1月29日、農福連携に取り組む峡東地域と甲府市の障がい者支援の施設を視察しました。農福連携は障がい者施設が農業者と業務委託契約を結び、施設が請け負った農作業の一部を施設に通う障がい者(施設の利用者)の方が行なうものです。農業者から作業料金を施設に支払い、それが利用者の方の工賃となります。こうした「施設外就労」に加え、最近では施設で独自に農産物を生産・加工・販売しているところも増えてきています。今回、伺った施設はいずれもこれらに取り組んでいます。(下の写真は)
自前でワインを醸造し販売も
視察した峡東地域の施設は、施設外就労で年間10件の契約があり、ブドウ、モモ、スモモなど果樹農家の仕事を請け負っています。果樹の出荷時期だけでなく、摘花・摘粒・剪定など年間を通じていろいろな作業を行なうことで、利用者の特性にあった作業が見つけられるそうです。この施設では農地を借り受けてブドウも栽培し、それを自前の醸造所でワインにして販売もしています。また、果樹をドライフルーツやジェラート、スムージーなどに加工して販売を行っています。(写真上:施設で管理するブドウ畑での作業の様子をうかがいました。写真下:ドライフルーツにしたブドウを袋詰めしている様子)

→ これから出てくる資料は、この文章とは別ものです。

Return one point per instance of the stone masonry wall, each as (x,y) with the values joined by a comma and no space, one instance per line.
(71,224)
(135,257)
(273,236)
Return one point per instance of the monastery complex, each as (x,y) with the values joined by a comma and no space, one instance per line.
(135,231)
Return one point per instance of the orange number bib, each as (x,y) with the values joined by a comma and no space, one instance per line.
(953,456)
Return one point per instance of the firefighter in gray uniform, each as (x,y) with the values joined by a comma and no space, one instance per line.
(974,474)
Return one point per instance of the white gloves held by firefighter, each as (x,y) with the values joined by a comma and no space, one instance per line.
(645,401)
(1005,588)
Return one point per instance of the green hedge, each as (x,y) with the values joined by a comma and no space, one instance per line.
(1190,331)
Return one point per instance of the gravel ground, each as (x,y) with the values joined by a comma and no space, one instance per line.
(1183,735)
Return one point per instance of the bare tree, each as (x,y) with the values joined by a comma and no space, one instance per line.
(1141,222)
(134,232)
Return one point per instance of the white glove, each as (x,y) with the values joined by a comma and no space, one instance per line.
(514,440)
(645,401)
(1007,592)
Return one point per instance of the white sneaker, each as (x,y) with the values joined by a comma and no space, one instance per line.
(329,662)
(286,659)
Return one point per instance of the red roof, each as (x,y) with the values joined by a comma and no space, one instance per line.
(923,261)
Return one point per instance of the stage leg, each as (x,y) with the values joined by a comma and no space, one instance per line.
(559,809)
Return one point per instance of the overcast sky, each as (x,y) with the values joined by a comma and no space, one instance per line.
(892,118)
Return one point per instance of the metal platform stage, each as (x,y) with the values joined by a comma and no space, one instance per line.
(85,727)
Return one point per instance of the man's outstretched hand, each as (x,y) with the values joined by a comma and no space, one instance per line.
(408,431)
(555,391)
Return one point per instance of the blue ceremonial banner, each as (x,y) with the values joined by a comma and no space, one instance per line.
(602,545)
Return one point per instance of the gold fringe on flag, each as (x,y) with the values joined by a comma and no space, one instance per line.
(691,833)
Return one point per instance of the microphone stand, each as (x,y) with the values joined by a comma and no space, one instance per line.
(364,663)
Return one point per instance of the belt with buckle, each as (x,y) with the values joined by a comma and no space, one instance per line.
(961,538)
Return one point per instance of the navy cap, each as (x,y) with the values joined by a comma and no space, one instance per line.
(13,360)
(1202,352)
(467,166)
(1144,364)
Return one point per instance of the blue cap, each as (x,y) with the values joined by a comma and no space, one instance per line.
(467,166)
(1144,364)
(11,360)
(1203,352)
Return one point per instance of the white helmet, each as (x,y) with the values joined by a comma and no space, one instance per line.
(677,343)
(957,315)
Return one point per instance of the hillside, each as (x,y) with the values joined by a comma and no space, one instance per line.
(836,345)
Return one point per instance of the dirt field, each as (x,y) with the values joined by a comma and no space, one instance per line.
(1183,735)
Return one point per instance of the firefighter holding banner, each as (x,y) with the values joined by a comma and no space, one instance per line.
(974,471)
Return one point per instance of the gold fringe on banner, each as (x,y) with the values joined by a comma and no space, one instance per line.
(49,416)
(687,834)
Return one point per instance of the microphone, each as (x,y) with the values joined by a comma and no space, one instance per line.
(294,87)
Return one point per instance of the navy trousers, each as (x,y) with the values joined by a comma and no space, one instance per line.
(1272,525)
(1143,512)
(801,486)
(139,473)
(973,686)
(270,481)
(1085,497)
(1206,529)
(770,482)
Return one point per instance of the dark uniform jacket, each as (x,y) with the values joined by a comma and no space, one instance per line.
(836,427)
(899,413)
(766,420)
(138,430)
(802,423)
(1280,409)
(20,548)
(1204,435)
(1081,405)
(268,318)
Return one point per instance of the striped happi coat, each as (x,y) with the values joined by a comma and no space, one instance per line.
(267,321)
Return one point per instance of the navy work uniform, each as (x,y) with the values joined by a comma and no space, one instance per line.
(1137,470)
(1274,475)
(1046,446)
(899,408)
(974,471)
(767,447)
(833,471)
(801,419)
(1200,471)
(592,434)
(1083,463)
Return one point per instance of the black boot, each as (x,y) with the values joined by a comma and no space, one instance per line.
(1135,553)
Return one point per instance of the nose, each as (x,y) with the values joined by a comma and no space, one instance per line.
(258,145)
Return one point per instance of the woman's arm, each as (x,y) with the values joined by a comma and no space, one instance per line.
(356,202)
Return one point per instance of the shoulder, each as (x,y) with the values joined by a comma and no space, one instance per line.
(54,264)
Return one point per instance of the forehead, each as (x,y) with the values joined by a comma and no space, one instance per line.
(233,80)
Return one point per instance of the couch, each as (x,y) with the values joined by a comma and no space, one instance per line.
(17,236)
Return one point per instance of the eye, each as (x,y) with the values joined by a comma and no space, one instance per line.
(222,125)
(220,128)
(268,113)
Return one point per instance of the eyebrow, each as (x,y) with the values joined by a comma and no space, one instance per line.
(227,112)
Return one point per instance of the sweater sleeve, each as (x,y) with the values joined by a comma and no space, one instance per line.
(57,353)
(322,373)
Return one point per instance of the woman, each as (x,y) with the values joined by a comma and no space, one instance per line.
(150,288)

一方で課題も。収入源は加工品の販売収入と補助金ですが、販売は販路拡大をして商品を売らなければ収入にならないので、なかなか大量生産できないもとでは経営的に大変だそうです。こうした部分にも支援がほしいとのことでした。また、将来的には施設の利用者が、障がいがあっても施設での経験を活かして自営農家になってくれたらうれしいとも。そのためのサポートも必要ではないでしょうか。
農業分野で新たな可能性
もう一つの開所8年目となる甲府市の施設は、農福の補助金で施設を整備し、精神の方を中心に35名が登録、平均で20名ほどが通所しているそうです。平均年齢50~60歳。施設外就労ではリサイクル業、洗濯業など、農業以外の仕事も行なうそうです。生産加工販売ではジェラートや焼き芋を施設で加工し、店舗も設けて販売しています。ジェラートの材料はスモモ、ブドウ、モモ、イチゴ、お茶、くるみなど。主に農作業を行なう農家さんから分けていただいたものを活用しているそうです。また、焼き芋用のサツマイモは“ブランド”芋を仕入れて、施設内の焼き芋器で焼いています。ここでも加工品販売の収入では利益がなかなか出ないそうです。(写真下:くるみをジェラートに加工する工程について説明を受けました)
希望としては自前の農地を持ちたいそうですが、一つの施設だけで運営するのは大変なので、同じ意向のある複数の事業所で大きな畑を借りて共同運営するのが望ましいという考えをお聞きしました。その場合まとめ役や農業の指導をしてくれる専門家も必要になりますが、行政がJAなどとも連携してモデルケースをつくってみることも必要だと感じました。
山梨県では農福連携推進センターをつくり、障がい者支援施設と農家とのマッチングに取り組んでいます。先日もマッチング件数がここ3年間で、以前の2倍以上に増えていると新聞で取り上げられました。最初に話をうかがった施設では「農福連携を通じて、障がい者の方のために活動することはもちろん、農家の担い手不足や遊休農地の解消など、地域の課題解決にも取り組みたい」という声もお聞きしました。また、県内の障がい者支援施設では野菜などを生産して、特別支援学校の給食用に納品している事例もあります。農福連携の様々な可能性について、引き続き研究し提案していきたいと思います。